Nach wie vor erfreut sich die außerklinische Geburtshilfe mit ca. 11.000 Geburten pro Jahr hoher Beliebtheit [5]. Im Gegensatz dazu gibt es immer weniger Hebammen, die außerklinische Geburtshilfe anbieten. Vor allem die finanzielle Belastung durch gestiegene Haftpflichtprämien, eine hohe Arbeitsbelastung und die schlechte Vereinbarkeit von Beruf und Familie werden als Gründe hierfür genannt [10] [6] [16]. Die Folge: 2016 mussten bereits 337 außerklinisch geplante Geburten wegen fehlenden Kapazitäten abgelehnt werden [17]. Studien in klinischen Settings sprechen dafür, dass die Strukturen und Arbeitsbedingungen in den Einrichtungen einen entscheidenden Einfluss auf die Arbeitszufriedenheit der Hebammen nehmen [8] [7]. Das Geburtshaus als Arbeitsplatz wurde diesbezüglich noch nicht untersucht. Ungeklärt ist auch, ob Hebammen unterschiedlicher Generationszugehörigkeiten verschiedene Ansprüche an die Arbeit und unterschiedliche Vorstellungen von einem attraktiven Arbeitsplatz haben.

METHODIK

Design

  • Quantitatives Forschungsdesign

  • Querschnittsuntersuchung

  • Internet-gestützter Fragebogen

Stichprobe

  • Rekrutierung von Teilnehmerinnen über Kontakte des Geburtshauses Bonn bzw. des Netzwerkes der Geburtshäuser (97 GH)
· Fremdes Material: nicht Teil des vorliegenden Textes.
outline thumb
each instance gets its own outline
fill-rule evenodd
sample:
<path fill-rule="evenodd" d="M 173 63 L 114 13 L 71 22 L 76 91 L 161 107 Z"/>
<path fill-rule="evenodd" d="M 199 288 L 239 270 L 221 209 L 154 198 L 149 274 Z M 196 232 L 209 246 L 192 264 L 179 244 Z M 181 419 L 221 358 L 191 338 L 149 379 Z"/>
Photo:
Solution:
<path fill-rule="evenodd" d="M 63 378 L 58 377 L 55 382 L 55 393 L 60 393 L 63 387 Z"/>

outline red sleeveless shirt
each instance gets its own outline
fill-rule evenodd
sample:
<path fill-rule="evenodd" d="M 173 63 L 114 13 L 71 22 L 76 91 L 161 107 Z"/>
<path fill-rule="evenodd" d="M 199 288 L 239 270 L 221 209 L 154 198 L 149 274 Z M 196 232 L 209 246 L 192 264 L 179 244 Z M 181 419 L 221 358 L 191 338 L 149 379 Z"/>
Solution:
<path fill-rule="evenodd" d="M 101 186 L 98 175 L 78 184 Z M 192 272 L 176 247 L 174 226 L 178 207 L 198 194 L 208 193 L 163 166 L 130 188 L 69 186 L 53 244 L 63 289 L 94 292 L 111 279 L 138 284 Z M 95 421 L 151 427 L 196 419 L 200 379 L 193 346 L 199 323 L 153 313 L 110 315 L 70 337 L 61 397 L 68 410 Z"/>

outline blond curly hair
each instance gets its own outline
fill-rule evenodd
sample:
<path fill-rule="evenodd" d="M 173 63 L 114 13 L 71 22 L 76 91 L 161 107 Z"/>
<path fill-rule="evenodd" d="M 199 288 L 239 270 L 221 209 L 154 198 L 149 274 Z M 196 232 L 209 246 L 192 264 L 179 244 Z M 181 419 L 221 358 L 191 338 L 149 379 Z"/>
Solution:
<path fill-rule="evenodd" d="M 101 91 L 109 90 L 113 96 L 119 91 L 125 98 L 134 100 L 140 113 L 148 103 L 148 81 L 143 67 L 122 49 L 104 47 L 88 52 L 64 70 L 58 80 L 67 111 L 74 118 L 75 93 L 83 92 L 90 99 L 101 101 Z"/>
  • Finale Stichprobe: 105 Teilnehmerinnen aus 38 GH, davon:

    • Hebammen: n = 82

    • Geschäftsführung bzw. organisatorische Leitung: n = 23

  • Rücklaufquote: ca. 60 % (105 / 176 Teilnehmerinnen)

Themenbereiche des Fragebogens (befragte Personengruppe)

  • Strukturen und Organisationformen der Geburtshäuser (Geschäftsführung bzw. organisatorische Leitung des GH)

  • Soziodemographische Merkmale der Hebammen (Hebammen)

  • Allgemein Arbeitszufriedenheit (alle Teilnehmerinnen)

  • Zufriedenheit / Unzufriedenheit mit unterschiedlichen Teilbereichen der Arbeitsbedingungen (Hebammen)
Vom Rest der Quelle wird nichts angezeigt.